Angiotensin Receptor Blockers (ARBs)

• Angiotensin receptor blockers (ARBs), such as losartan, candesartan, valsartan, and telmisartan, block the angiotensin II receptor. They are often used in patients who cannot tolerate ACE inhibitors.

Aldosterone Receptor Blockers

• Aldosterone antagonists (e.g. spironolactone and eplerenone) are used in severe heart failure to reduced fluid retention.

Digoxin

• Digoxin is a cardiac glycoside used in heart failure and certain arrhythmias.
• Digoxin enhances the vagal tone, decreasing heart rate and myocardial oxygen demand.

Pharmacodynamics of Digoxin

• In therapeutic doses, Digoxin partially inhibits Na+/K+ ATPase which leads to increased intracellular sodium leading to increased cytoplasmic calcium levels, thus increasing the force of contraction. Its mechanism of action elevates cAMP levels in myocardial cells, leading to better contraction and relaxation.
• Digoxin has a long half-life, accumulating in cardiac muscle. Requires dose adjustment in renal dysfunction.
• Digoxin and other drugs that slow AV conduction should be used with caution together.

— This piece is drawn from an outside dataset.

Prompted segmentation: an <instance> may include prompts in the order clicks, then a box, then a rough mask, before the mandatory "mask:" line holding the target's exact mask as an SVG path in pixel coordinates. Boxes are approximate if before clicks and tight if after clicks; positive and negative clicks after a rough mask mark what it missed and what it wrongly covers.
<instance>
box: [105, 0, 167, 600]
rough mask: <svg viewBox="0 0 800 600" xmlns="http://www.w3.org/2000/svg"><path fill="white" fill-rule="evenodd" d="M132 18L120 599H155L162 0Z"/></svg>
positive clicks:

Adverse Effects of Digoxin

• At therapeutic doses, Digoxin is generally well-tolerated.
• Higher doses or patient factors can lead to adverse effects such as anorexia, nausea, vomiting, blurred vision (yellowish), and various cardiac arrhythmias.

Management of Digoxin Toxicity

• If digoxin toxicity is suspected, administering potassium supplements or digoxin antibodies is required

DD Interactions

• Digoxin toxicity is worsened by hypokalemia which further increases the risk of arrhythmias. Conversely, hyperkalemia reduces its effectiveness.

Uses of Digoxin

• Digoxin is used to treat congestive heart failure and cardiac arrhythmias, particularly atrial fibrillation and other supraventricular arrhythmias.

Adverse Effects of Digoxin (Cardic/Extracardiac)

• Extra-cardiac: Nausea, vomiting, vomiting, restlessness, disorientation, visual disturbance, gynecomastia
• Cardiac: Bradycardia, Pulsus bigemini, atrial extrasystole, atrial flutter, ventricular extrasystole, tachycardia, partial heart block, complete heart block

Treatment of Digoxin Toxicity

• If toxicity is suspected, stopping digoxin, checking potassium levels, and administering potassium supplements are first steps.

Other Treatment Considerations

• PharmacoKinetics: Understanding how the drug is absorbed, distributed, metabolized, and excreted (ADME) is crucial for proper dosing and management.
• Patient-Specific Considerations: Factors like renal function, other medications, and overall health status strongly influence treatment decisions.